Total Reads: 588,396,334

Code explanation:

  • Creates variable called “totalreads” and initializes value to 0.
for i in *.gz;
  • Initiates a for loop to process any filenames that end with “.gz”. The FASTQ files have been compressed with gzip and end with the .gz extension.
do linecount=
  • Creates variable called “linecount” that stores the results of the following command:
`gunzip -c "$i" | wc -l`;
  • Unzips the files ($i) to stdout (-c) instead of actually uncompressing them. This is piped to the word count command, with the line flag (wc -l) to count the number of lines in the files.
  • Divides the value stored in linecount by 4. This is because an entry for a single Illumina read comprises four lines. This value is stored in the “readcount” variable.
  • Adds the readcount for the current file and adds the value to totalreads.
  • End the for loop.
echo $totalreads
  • Prints the value of totalreads to the screen.

Next, I wanted to generate list of the FASTQ files and corresponding read counts, and append this information to the readme file.

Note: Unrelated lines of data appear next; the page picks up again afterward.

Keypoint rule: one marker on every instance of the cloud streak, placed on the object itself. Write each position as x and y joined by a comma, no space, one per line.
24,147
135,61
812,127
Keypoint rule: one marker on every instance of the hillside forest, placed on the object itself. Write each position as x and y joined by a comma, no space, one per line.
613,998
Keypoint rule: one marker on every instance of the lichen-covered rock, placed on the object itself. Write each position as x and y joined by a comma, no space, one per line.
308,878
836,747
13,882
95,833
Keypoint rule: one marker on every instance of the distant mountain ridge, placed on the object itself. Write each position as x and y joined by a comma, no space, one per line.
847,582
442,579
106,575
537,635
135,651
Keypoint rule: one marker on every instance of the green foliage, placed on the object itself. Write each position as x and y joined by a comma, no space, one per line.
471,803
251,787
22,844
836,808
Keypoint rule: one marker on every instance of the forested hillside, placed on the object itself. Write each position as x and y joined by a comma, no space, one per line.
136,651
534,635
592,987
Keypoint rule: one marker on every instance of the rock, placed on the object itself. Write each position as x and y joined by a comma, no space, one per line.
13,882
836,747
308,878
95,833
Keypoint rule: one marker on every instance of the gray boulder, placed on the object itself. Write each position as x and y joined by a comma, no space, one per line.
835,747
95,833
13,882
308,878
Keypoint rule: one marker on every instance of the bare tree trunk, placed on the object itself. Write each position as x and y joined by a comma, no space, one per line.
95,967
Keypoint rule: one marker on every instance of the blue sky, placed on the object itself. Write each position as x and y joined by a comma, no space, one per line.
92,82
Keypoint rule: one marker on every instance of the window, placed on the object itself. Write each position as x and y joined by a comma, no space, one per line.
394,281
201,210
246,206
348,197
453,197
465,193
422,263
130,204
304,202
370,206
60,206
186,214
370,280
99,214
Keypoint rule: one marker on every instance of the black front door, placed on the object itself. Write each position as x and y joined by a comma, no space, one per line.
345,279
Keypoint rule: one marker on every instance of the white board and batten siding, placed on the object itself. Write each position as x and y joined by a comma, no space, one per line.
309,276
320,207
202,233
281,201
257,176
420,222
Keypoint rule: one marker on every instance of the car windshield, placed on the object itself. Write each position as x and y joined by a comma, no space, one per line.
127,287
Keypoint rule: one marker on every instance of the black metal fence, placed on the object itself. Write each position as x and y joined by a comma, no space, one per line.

for i in *.gz; do linecount=`gunzip -c "$i" | wc -l`; readcount=$(($linecount/4)); printf "%s\t%s\n%s\t\t\n" "$i" "$readcount" >> readme.md; done

Code explanation:

for i in *.gz; do linecount=`gunzip -c "$i" | wc -l`; readcount=$(($linecount/4));
  • Same for loop as above that calculates the number of reads in each FASTQ file.
printf "%s\t%s\n\n" "$i" "$readcount" >> readme.md;
  • This formats the the printed output. The “%s\t%s\n\n” portion prints the value in $i as a string (%s), followed by a tab (\t), followed by the value in $readcount as a string (%s), followed by two consecutive newlines (\n\n) to provide an empty line between the entries. See the readme file linked above to see how the output looks.
>> readme.md; done
  • This appends the result from each loop to the readme.md file and ends the for loop (done).